Not Missing One Moment, Being Missed

So what does one do when preparing to fly transatlantic to Croatia driving on to Livno, Bosnia?  Pray.  Check and recheck packing.  Purchase requested items to take, bringing some comforts from home to some special people who have no access to them where they are.  Pray some more.  Try and finish a whole host of reading material so I can finish a paper for my next class before I leave, sending it to my 'professor' (my pastor).  And pray even more.
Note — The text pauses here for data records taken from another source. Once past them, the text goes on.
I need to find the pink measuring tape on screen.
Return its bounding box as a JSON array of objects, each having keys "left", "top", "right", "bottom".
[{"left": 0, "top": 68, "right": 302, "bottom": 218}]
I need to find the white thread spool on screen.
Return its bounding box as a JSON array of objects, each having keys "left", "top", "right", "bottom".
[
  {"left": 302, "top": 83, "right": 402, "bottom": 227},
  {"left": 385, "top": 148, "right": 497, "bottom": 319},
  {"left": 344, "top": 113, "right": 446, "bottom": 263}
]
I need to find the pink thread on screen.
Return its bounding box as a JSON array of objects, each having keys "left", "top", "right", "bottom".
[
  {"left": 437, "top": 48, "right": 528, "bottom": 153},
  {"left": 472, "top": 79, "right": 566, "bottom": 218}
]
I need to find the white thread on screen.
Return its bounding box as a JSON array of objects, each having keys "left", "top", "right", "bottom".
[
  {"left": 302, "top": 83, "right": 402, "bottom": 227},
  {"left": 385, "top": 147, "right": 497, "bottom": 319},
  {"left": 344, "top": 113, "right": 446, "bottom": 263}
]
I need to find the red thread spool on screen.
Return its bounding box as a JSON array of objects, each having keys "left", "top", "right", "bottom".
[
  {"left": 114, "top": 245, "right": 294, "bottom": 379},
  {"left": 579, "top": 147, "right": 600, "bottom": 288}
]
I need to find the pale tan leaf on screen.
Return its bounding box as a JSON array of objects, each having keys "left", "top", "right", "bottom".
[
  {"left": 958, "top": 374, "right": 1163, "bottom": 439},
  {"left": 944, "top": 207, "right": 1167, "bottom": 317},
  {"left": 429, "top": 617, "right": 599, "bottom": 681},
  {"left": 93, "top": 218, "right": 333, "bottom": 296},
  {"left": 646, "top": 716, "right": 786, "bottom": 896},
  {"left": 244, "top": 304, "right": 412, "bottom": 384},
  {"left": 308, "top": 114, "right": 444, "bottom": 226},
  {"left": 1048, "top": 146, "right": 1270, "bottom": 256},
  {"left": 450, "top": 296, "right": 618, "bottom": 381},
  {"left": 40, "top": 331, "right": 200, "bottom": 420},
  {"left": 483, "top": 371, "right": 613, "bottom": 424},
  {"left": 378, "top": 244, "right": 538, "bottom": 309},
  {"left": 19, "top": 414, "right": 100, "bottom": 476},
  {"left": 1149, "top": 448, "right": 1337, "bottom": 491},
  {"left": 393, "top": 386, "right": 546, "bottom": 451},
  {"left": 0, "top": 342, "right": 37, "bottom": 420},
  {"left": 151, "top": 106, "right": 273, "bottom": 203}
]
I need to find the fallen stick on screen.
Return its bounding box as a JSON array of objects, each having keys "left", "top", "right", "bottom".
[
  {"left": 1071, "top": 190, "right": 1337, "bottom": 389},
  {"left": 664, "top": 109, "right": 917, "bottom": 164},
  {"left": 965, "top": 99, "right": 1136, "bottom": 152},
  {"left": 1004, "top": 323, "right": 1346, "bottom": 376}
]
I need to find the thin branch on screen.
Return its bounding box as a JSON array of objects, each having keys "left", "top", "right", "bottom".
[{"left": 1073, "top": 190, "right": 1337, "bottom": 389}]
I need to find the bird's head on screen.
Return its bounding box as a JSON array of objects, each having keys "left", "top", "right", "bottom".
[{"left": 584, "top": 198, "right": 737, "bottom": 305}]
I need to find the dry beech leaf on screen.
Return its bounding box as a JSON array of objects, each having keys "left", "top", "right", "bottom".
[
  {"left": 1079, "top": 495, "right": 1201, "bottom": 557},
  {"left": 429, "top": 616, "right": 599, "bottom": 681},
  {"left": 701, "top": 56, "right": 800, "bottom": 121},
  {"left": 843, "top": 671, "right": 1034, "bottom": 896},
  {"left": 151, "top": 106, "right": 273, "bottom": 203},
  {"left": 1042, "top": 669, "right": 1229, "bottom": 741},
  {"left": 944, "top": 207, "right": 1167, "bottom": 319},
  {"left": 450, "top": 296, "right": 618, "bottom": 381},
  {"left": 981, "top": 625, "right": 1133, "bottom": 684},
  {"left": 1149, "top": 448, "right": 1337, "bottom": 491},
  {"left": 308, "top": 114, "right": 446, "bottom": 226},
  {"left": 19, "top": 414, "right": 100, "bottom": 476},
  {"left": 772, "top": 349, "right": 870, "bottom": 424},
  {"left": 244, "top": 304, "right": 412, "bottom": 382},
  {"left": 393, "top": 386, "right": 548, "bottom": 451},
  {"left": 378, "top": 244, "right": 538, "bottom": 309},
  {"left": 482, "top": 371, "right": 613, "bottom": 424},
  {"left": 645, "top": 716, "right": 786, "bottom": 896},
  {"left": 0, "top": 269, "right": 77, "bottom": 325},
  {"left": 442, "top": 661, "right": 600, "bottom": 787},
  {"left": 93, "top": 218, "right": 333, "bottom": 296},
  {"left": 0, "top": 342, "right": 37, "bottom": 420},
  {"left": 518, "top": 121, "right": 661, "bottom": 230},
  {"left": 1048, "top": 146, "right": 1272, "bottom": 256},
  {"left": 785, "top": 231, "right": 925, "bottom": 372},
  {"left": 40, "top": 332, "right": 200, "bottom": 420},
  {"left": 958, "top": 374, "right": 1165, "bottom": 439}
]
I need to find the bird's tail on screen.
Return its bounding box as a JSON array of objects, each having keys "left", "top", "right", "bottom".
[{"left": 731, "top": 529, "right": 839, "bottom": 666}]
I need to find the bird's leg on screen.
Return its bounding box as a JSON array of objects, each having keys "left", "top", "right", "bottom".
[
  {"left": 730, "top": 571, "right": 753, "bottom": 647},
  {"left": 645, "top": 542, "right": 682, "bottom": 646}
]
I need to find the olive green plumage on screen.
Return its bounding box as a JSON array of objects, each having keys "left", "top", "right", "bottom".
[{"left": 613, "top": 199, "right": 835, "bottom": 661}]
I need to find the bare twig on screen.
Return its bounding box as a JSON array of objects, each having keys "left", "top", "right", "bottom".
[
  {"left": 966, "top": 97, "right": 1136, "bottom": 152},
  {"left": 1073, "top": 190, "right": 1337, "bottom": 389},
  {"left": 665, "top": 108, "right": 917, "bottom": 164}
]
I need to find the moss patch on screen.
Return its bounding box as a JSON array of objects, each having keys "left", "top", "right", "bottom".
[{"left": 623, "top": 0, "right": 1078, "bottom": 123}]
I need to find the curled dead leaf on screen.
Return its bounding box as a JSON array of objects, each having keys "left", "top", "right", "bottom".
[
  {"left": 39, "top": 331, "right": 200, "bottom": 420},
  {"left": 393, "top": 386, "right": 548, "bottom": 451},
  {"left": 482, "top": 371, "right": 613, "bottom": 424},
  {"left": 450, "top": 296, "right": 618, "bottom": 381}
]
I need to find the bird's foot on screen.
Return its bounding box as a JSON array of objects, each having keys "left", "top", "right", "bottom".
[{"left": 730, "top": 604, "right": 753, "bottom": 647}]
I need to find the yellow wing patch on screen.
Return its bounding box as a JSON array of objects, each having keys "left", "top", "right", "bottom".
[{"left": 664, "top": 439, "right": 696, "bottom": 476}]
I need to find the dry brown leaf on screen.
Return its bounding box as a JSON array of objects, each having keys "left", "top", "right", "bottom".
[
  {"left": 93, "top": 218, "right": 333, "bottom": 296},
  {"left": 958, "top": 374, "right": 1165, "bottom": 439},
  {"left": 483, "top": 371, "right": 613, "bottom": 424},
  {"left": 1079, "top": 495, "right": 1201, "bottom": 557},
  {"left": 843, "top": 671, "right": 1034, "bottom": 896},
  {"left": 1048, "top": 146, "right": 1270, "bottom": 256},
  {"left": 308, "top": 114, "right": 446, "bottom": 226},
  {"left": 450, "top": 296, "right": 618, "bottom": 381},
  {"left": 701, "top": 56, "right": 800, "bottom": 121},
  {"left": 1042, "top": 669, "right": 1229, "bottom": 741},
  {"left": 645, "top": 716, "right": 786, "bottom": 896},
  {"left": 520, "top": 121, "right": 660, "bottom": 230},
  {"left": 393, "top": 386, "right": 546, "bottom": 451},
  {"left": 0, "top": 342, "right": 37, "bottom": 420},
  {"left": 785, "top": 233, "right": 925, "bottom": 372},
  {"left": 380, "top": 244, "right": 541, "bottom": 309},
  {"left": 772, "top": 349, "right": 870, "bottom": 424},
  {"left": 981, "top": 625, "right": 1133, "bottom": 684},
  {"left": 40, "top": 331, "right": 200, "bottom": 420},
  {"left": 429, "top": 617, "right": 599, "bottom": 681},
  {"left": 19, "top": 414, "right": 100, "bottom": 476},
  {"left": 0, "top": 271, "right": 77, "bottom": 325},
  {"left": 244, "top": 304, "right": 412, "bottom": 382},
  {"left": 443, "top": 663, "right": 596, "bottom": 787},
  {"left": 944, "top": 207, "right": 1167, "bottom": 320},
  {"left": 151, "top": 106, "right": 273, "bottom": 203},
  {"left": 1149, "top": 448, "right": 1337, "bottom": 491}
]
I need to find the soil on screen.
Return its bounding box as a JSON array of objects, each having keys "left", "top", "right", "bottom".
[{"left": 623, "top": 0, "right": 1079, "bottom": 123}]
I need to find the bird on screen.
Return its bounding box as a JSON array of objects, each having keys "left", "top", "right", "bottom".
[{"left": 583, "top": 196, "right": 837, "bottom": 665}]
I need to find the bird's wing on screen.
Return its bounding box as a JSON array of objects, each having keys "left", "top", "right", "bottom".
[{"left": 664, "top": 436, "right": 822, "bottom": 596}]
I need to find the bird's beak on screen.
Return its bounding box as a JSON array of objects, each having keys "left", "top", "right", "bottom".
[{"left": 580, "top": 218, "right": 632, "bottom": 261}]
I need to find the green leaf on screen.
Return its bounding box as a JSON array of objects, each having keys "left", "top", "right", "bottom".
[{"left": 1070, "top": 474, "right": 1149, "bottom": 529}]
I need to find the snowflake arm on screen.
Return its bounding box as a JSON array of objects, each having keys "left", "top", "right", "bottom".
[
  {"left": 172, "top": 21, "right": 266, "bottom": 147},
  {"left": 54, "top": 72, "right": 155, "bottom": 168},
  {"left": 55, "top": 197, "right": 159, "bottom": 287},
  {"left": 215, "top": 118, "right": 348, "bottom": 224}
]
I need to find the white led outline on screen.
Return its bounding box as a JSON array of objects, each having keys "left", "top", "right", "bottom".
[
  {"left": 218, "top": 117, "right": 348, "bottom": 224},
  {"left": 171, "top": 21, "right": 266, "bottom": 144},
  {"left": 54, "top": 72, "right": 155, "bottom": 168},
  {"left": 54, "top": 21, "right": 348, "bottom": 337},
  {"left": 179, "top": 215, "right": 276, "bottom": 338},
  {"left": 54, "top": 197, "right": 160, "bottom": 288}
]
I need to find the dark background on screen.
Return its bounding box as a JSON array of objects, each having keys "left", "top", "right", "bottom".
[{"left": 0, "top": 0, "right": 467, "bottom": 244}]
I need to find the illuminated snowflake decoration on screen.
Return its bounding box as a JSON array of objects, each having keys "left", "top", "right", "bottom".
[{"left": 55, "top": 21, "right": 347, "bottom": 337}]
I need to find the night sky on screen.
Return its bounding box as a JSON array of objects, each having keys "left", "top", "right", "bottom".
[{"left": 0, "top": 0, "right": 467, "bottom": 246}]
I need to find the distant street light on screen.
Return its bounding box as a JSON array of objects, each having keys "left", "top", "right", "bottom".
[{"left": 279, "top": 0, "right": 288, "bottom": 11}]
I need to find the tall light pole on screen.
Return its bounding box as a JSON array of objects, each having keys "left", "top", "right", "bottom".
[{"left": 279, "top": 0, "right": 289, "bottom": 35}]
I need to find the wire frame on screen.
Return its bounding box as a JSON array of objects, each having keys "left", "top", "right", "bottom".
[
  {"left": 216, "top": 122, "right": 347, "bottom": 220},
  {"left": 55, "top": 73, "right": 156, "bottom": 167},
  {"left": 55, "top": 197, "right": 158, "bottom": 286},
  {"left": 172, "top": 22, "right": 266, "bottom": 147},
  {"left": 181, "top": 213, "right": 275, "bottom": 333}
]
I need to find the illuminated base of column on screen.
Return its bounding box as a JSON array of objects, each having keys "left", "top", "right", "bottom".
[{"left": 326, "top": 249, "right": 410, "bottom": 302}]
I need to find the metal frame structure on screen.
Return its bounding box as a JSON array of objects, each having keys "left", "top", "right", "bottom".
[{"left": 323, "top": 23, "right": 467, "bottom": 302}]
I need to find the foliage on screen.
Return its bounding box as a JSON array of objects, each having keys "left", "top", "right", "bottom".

I have to pinch myself that I, this guy, this person, gets the opportunity to go on this trip to work with and spend time with some people whom I admire greatly.  My faith, my walk with my God, continues leading me into adventures of incredible proportions for His glory.  I suppose if I were the best of the best of teachers, I'd get all puffed up and become 'untouchable' or out of touch with reality, but the reality is that I am just doing what I feel called to; to love people, all people, wherever they are even if I don't speak their language.

Ah, but what I learned from my grandma as I grew up, is that even though we could not 'talk' (she only spoke Okinawan Japanese mixed with Hawaiian), we could communicate and what we communicated best, being present together was love.  We did it by just sitting together laughing.  She did it best by pinching my cheek and rattling off something that made me feel like she was proud and deeply loved me.  She also did it by shoving $20 bills in my pockets (just another of her generosities).  And I did it by hugging her and smiling with all the love a growing grandson could muster.  I would not miss one moment together for anything.  Even though she is long gone, I can still hear her laugh and feel her love...and, I miss her.

I go only for a week.  I go to invest.  I go because I feel called...and I wonder if I too will be missed when I depart.  The only way that will happen is if I don't go just to share some lessons and help guide them to integrated, hands-on learning.  When I leave, I want the spirit of Jesus residing in me to be that which they miss.  It is nice that a man, this guy, would care for them.  But it is more important they feel the God who cares for them.  If I get it right, they will miss me.  Not because of the greatness of Bob, but because of the greatness of God.  He has led me to be the teacher I am transforming this heart into one more like His.

My plane leaves Saturday at 6:40am and I arrive in Croatia at 11:40am Sunday (Sunday 2:40am our time).  We'll eat lunch and then travel a bit over an hour (as best I remember) across the border and into Livno.  They may have an introductory meeting with my interpreters and I, mushbrained as I will be, will muddle through it, or it may occur on Monday.  I will have a day to reset my clock back 9 hours and then press forward into the activities and festivities planned for us.  I will be teaching in classrooms with Jr. Highers and potentially in a high school.  I will also teach in conference with teachers of many grade levels. 

Are you with me?  Will you join me with your prayers?  Will you pray that my connections with the teachers and missional servants there be refreshing and sweet?  Would you pray that a people steeped in mistrust and strife would connect with the sincerity and honesty of my heart in response to God's call? Would you pray that the students would be responsive and respectful as I (one without relationship to them) contribute to their learning?  And, would you pray for my health as I try to recover from this 'cold' I currently have before I leave and function with a messed up body clock?  Maybe working at Lowe's with all the irregular scheduling has prepared me for what may happen there? 

Thanks for reading and especially, thanks for your prayers.  This is kingdom work as together we stand together in covenant with our King!  I want to be faithful not missing one moment.  Not missing the reason I am sent, and is so doing as I leave, being missed because of the good accomplished by God, while present together.